Vanessa Baier, Annika R.P. Schneider, Hanna Kreuzer, José V. Castell, Lars M. Blank, Lars Kuepfer
https://www.page-meeting.org/default.asp?abstract=10125
Objectives:
The diagnosis, as well as the prediction, of idiosyncratic adverse drug reactions (ADR) is challenging. Idiosyncratic ADRs are manifold, possibly exhibit long latencies, and the correlation between administered dose and ADR incidence is not apparent at first sight. They are often related to a patient-specific metabolic phenotype that alters the individual drug exposure. Therefore, patients could directly benefit from an accurate diagnosis and prediction of an idiosyncratic ADR by taking into account personalised treatment regimens. Currently, this is hard to achieve both during drug development and daily health care without complex, invasive, or time-consuming testing [1]. An easy-to-perform, minimally-invasive but still reliable test for individual ADR predisposition is requisite to increase patient safety, for example, by assessing the metabolic capacity through pharmacokinetics (PK) analysis of a patient after taking a probe drug.
Methods:
The presented approach is based on physiologically-based pharmacokinetic (PBPK) modelling to simulate drug concentration-time profiles and assess PK variability in virtual populations.
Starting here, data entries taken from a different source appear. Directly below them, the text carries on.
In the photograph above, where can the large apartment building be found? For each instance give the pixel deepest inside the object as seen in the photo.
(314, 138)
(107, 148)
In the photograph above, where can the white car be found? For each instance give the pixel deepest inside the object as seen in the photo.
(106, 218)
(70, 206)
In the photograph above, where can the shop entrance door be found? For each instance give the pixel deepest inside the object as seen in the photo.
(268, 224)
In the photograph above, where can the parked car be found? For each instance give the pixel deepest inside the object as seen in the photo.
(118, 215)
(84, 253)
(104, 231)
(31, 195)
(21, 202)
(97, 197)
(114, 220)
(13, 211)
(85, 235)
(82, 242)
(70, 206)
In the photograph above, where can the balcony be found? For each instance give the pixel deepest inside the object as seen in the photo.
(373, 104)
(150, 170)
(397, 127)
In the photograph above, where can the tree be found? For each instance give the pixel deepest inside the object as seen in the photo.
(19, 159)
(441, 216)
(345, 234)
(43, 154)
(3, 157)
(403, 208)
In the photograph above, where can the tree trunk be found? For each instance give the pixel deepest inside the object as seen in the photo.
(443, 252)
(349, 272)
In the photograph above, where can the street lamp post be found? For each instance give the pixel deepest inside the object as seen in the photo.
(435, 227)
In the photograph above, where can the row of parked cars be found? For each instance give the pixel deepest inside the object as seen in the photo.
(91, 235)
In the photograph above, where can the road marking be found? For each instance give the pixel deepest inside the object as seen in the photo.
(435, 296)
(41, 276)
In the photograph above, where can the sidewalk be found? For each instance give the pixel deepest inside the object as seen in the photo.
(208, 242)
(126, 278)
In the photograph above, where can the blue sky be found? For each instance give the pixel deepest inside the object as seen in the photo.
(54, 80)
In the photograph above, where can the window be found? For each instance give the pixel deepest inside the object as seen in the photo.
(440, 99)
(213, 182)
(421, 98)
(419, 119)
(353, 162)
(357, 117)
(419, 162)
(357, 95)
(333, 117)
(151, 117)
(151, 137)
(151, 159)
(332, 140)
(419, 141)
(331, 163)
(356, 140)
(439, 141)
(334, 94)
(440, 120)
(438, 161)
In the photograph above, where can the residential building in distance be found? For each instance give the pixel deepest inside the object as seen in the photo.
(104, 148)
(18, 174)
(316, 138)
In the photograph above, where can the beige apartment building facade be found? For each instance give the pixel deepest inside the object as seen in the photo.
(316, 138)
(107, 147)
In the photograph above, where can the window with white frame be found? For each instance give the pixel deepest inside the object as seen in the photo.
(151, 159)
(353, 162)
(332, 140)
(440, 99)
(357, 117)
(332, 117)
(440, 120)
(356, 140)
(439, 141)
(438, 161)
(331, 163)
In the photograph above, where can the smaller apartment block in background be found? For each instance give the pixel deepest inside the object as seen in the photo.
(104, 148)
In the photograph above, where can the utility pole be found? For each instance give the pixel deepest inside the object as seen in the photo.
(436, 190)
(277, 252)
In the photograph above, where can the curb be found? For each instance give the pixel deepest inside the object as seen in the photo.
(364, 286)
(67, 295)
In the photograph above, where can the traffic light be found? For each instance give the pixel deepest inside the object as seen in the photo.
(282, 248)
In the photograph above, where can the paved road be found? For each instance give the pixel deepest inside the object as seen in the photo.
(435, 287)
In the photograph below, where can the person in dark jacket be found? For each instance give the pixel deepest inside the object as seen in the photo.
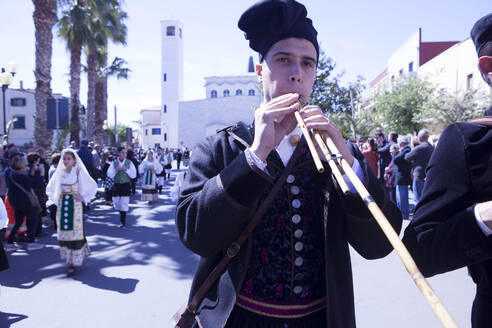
(401, 177)
(178, 156)
(419, 157)
(17, 176)
(295, 268)
(36, 169)
(131, 156)
(384, 151)
(452, 225)
(86, 156)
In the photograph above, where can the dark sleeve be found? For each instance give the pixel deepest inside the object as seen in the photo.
(444, 234)
(35, 181)
(412, 155)
(218, 197)
(384, 148)
(400, 158)
(363, 231)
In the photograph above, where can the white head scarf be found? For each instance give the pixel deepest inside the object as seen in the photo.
(87, 185)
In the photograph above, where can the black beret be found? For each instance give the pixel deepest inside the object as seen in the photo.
(269, 21)
(481, 32)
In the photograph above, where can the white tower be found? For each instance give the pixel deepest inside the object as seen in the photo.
(171, 80)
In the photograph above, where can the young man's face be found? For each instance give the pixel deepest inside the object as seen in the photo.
(288, 67)
(485, 67)
(122, 154)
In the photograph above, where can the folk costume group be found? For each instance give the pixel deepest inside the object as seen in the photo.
(68, 188)
(294, 270)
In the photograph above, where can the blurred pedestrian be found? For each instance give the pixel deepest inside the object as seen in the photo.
(149, 168)
(69, 187)
(122, 171)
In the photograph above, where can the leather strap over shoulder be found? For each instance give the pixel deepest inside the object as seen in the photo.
(485, 120)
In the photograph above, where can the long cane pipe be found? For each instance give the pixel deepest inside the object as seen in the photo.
(429, 294)
(410, 265)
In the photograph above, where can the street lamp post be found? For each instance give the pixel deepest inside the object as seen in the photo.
(6, 79)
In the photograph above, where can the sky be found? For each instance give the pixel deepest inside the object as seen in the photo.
(359, 35)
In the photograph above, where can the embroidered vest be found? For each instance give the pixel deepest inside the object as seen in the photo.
(121, 176)
(287, 259)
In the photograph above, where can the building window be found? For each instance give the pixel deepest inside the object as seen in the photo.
(469, 81)
(171, 30)
(17, 102)
(20, 122)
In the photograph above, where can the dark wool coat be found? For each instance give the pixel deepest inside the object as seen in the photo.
(444, 234)
(419, 157)
(219, 197)
(402, 168)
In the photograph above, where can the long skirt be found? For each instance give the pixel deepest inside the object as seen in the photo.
(241, 318)
(149, 189)
(70, 221)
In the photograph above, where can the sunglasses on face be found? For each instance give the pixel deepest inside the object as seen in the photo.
(485, 64)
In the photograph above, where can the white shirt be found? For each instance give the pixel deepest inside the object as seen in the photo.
(131, 171)
(285, 151)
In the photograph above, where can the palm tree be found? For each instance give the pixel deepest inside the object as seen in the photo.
(118, 69)
(44, 17)
(105, 21)
(73, 27)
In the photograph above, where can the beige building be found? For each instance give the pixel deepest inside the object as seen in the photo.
(20, 104)
(451, 65)
(150, 133)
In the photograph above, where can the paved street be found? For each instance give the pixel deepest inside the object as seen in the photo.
(139, 276)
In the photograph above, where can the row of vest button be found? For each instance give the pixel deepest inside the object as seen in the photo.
(296, 203)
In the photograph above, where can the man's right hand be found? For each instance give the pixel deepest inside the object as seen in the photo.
(485, 211)
(273, 121)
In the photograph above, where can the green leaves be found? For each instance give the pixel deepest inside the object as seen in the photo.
(413, 103)
(400, 108)
(328, 94)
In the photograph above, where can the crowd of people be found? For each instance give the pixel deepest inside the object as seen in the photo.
(63, 187)
(272, 233)
(399, 162)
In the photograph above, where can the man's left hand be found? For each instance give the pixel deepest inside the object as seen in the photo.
(315, 119)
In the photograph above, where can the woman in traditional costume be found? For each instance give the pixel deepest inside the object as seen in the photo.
(149, 168)
(122, 171)
(69, 187)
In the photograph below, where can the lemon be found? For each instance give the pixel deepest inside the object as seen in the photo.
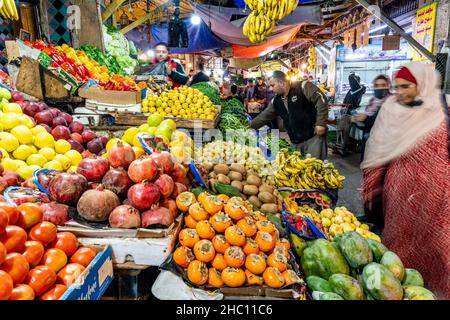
(38, 129)
(74, 156)
(44, 139)
(36, 159)
(129, 134)
(138, 151)
(65, 161)
(8, 141)
(23, 134)
(62, 146)
(22, 152)
(55, 165)
(48, 153)
(25, 172)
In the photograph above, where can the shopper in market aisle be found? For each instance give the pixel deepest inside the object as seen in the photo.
(304, 110)
(173, 69)
(366, 120)
(407, 169)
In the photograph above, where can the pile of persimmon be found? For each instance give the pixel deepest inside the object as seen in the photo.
(226, 243)
(36, 261)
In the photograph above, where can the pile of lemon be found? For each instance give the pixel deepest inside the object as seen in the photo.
(182, 102)
(26, 147)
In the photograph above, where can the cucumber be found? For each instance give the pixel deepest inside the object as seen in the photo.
(227, 189)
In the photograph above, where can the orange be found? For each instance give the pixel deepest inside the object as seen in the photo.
(247, 226)
(183, 256)
(197, 273)
(205, 230)
(188, 237)
(233, 277)
(234, 257)
(255, 263)
(220, 221)
(235, 236)
(273, 278)
(219, 262)
(204, 251)
(215, 278)
(220, 243)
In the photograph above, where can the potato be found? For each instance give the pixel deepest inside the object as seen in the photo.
(235, 176)
(223, 179)
(238, 168)
(221, 169)
(266, 188)
(254, 180)
(238, 185)
(255, 201)
(266, 197)
(269, 207)
(250, 190)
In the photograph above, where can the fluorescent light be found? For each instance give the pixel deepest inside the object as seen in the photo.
(196, 20)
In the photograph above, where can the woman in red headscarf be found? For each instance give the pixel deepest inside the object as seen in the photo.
(406, 169)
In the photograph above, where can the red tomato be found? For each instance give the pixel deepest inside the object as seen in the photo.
(41, 279)
(22, 292)
(66, 241)
(44, 232)
(70, 273)
(4, 220)
(54, 293)
(12, 212)
(33, 252)
(16, 266)
(13, 238)
(83, 256)
(29, 215)
(6, 285)
(54, 258)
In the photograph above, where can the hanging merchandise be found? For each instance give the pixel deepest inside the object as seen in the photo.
(265, 13)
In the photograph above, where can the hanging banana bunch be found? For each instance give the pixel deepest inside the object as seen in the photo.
(8, 10)
(265, 13)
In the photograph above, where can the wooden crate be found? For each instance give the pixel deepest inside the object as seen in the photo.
(132, 119)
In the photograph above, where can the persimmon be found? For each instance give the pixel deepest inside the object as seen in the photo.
(198, 212)
(184, 200)
(253, 279)
(220, 222)
(273, 278)
(220, 243)
(215, 278)
(255, 263)
(250, 246)
(183, 256)
(235, 236)
(205, 230)
(219, 262)
(233, 277)
(265, 241)
(197, 272)
(248, 226)
(234, 257)
(188, 237)
(204, 251)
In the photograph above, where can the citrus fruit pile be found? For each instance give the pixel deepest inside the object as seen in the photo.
(226, 243)
(182, 102)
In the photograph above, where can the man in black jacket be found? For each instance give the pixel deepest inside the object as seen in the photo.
(304, 110)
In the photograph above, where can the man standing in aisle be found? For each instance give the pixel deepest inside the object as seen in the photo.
(304, 110)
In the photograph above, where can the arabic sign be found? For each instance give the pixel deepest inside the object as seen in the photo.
(424, 29)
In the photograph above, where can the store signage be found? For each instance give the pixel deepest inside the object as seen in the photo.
(370, 53)
(424, 29)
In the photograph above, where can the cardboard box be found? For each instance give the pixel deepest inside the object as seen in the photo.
(93, 282)
(110, 96)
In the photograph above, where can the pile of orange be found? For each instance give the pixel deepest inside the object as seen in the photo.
(226, 243)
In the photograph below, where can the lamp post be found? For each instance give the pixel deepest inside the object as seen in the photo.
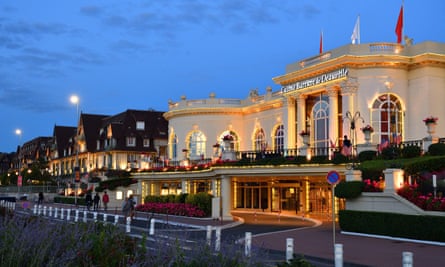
(74, 99)
(352, 127)
(19, 176)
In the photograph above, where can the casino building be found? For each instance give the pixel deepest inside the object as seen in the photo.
(391, 87)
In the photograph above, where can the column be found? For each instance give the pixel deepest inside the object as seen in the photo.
(333, 113)
(184, 187)
(301, 109)
(349, 93)
(291, 135)
(226, 197)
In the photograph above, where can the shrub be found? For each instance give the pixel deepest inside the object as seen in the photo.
(391, 152)
(411, 151)
(393, 224)
(437, 149)
(339, 158)
(349, 189)
(201, 200)
(367, 155)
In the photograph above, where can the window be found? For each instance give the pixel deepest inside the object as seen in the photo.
(140, 125)
(197, 144)
(386, 119)
(131, 141)
(146, 142)
(279, 138)
(260, 140)
(320, 114)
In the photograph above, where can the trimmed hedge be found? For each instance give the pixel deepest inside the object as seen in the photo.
(392, 224)
(201, 200)
(349, 189)
(437, 149)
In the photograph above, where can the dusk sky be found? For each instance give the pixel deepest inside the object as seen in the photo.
(118, 55)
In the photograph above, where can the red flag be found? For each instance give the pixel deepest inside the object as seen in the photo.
(332, 143)
(399, 26)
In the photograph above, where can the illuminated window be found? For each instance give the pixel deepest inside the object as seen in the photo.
(140, 125)
(386, 119)
(279, 138)
(131, 141)
(260, 140)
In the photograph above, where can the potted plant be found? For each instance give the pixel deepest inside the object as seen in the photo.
(305, 135)
(367, 130)
(430, 123)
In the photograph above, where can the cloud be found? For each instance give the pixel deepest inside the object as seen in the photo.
(91, 11)
(24, 99)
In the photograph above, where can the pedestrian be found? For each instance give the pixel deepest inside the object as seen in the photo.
(105, 200)
(347, 147)
(88, 200)
(126, 208)
(40, 199)
(96, 201)
(132, 204)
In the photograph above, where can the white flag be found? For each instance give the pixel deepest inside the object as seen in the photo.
(356, 32)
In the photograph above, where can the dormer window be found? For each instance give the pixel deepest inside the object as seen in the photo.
(140, 125)
(131, 141)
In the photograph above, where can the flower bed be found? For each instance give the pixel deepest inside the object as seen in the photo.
(180, 209)
(426, 202)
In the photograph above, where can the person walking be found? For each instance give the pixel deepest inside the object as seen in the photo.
(126, 208)
(88, 200)
(96, 201)
(40, 199)
(105, 200)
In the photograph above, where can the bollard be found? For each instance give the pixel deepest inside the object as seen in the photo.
(209, 235)
(248, 244)
(218, 239)
(407, 259)
(338, 252)
(152, 227)
(128, 226)
(289, 249)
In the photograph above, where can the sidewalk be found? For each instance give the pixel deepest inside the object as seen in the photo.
(318, 241)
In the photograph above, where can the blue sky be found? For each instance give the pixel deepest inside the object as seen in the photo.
(117, 55)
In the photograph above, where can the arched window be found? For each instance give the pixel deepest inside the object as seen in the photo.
(197, 146)
(320, 114)
(173, 146)
(260, 140)
(386, 119)
(279, 138)
(234, 142)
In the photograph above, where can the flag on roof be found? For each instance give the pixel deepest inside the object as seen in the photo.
(355, 37)
(399, 26)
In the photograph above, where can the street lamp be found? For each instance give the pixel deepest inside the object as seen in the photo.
(352, 127)
(19, 176)
(74, 99)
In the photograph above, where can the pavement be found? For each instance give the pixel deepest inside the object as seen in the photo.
(314, 238)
The drug-specific PBPK models and the virtual populations were built with PK-Sim from the Open Systems Pharmacology Suite (OSPS) [2]. Pharmacokinetic data and information on enzyme variability were gathered from the literature. Analyses on variability were performed using R and the OSPS toolbox for R.
Results:
We built four drug-specific whole-body PBPK models for the substances contained in the flu medication Frenadol® (FRE) to evaluate the use of FRE as a probe drug for a metabolic phenotyping test [3]. After qualifying the PBPK models for the four active ingredients caffeine, dextromethorphan, acetaminophen (APAP), and chlorpheniramine, as well as their main metabolites with literature PK data, we simulated virtual populations with different phenotypes caused by a) varied biometrics and b) additionally varied enzyme expression levels. After analyzing the PK effect induced by these sources of variability, suitable sampling time points and molecules for assessing the metabolic phenotype of each enzyme were proposed. For evaluating the activity of CYP1A2, CYP2D6, CYP3A4, UGT1A6, and possibly CYP2E1, the blood levels of the molecules paraxanthine, dextromethorphan, and its metabolites dextrorphan and 3-hydroxymorphinan, as well as the APAP metabolites APAP-glucuronide, and APAP-cysteine should be measured. According to the simulations, the most appropriate time point for a concurrent analysis is between three and five hours after FRE administration [4].
Conclusions:
The presented approach based on PBPK modelling can be used to guide a metabolic phenotype test with FRE and design a clinical study with diligent sampling time points and molecules. Performing such a phenotyping test could increase patient safety in a fast, reliable, and minimally-invasive manner. Thereby, our analyses aid personalised treatment decisions and timely predictions and preventions of idiosyncratic ADRs.